Eucalyptus has also made an appearance in the shower as of late. Known for its medicinal properties, eucalyptus relieves congestion, sinus headaches and reduces inflammation. Along with the steam from the hot running water, the oils in the eucalyptus will have you feeling better and finding your Zen in no time. Plus, a little greenery can transform your small bathroom into a spa! Who wouldn’t want that?

Low-Maintenance Houseplants

If your green thumb has a history of turning black, there are plenty of options for clueless pandemic plant parents. The most amazing low-maintenance houseplants are snake plants (Sansevieria), with options ranging from upright and tall to squat and full. Snake plants tolerate low-light conditions and rarely need watering, but they do thrive and drink more frequently in brighter conditions.

“Other low-maintenance options for low light and low maintenance would be Pothos (Epipremnum), Dracaena or Chinese Evergreen (Aglaonema),” suggested Theis. “While these do flower, the true show in Aglaonema is the wide variety of color in the foliage and stems.”

Make It Sustainable

A fancy houseplant wish list can often lead to imported plants, and thus a larger carbon footprint, but there are some simple solutions to make house-planting more eco-friendly.

Propagating houseplants, whether by dividing or stem/leaf cutting, is a great way to expand your plant collection for free.

“Some plants propagate in water, while others need to callus before being placed in soil. There are several compostable pots within which plants can be grown, such as coco coir, peat moss, or cowpots,” said Theis.

“Unfortunately, most of our plants come to us in plastic grower pots. While these can be recycled in a variety of ways, such as pot filler in a very tall pot or transplanting younger plants, I do think our industry needs to do a better job of moving toward sustainable, compostable mediums. Here at Garden Supply, we recycle all of our pots in the form of reusing them at our farm or giving them to our customers for replanting.”

Plant swaps are also a great way to sustain houseplants. The Cary Garden Club meets the first Tuesday of each month and hosts a luncheon and plant swap every year.
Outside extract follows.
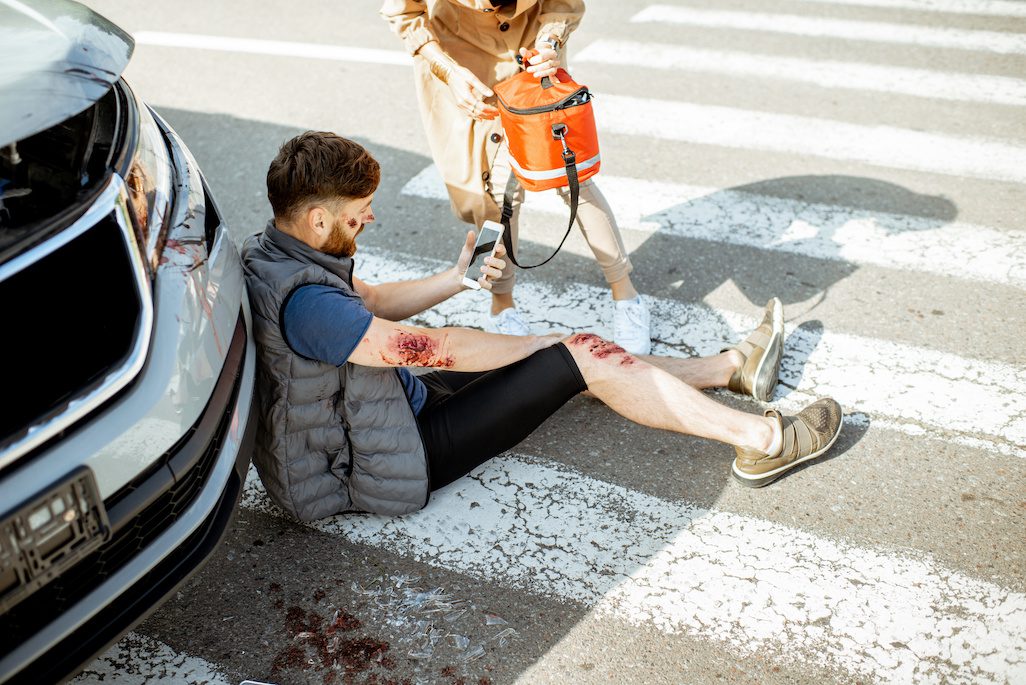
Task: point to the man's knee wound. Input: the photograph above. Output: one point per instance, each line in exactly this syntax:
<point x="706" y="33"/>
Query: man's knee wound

5 Easiest House Plants to Grow & Share

  1. Pothos
  2. ZZ Plant
  3. String of Hearts
  4. Chinese Money Plant
  5. Snake Plant

“All of our members bring plants that they’ve grown at home,” said Marie Martin, president of the Cary Garden Club. “If you bring a plant, then you go home with a plant. You get a number, and when your number comes up, you go and pick up a plant that you want and take it home with you. It’s very beneficial for everyone.”

Parting Advice for “Pot Heads,” Courtesy of Garden Supply Company

“I always recommend that people buy plants from a local garden center,” said owner Keith Ramsey. “You get great advice on low-light plants and plants that can handle the dry climate of an indoor environment. When you go to a lumberyard, most of the plants are planted in really light soil shipped from long distances and tend to fail quicker.”

“Also, try to pick a day and water on the same day. Use your finger as a water soil probe. If you can feel moisture an inch down, the plant needs very little water. If it’s very dry to the touch, water thoroughly and don’t water for another week.”

“One last thing is people should have fun with interior gardening. Don’t take it too personally if a plant fails,” said Theis. “Like anything else in life, there is a learning curve to care for plants. I encourage one to focus on what they learned from the experience and not become discouraged.”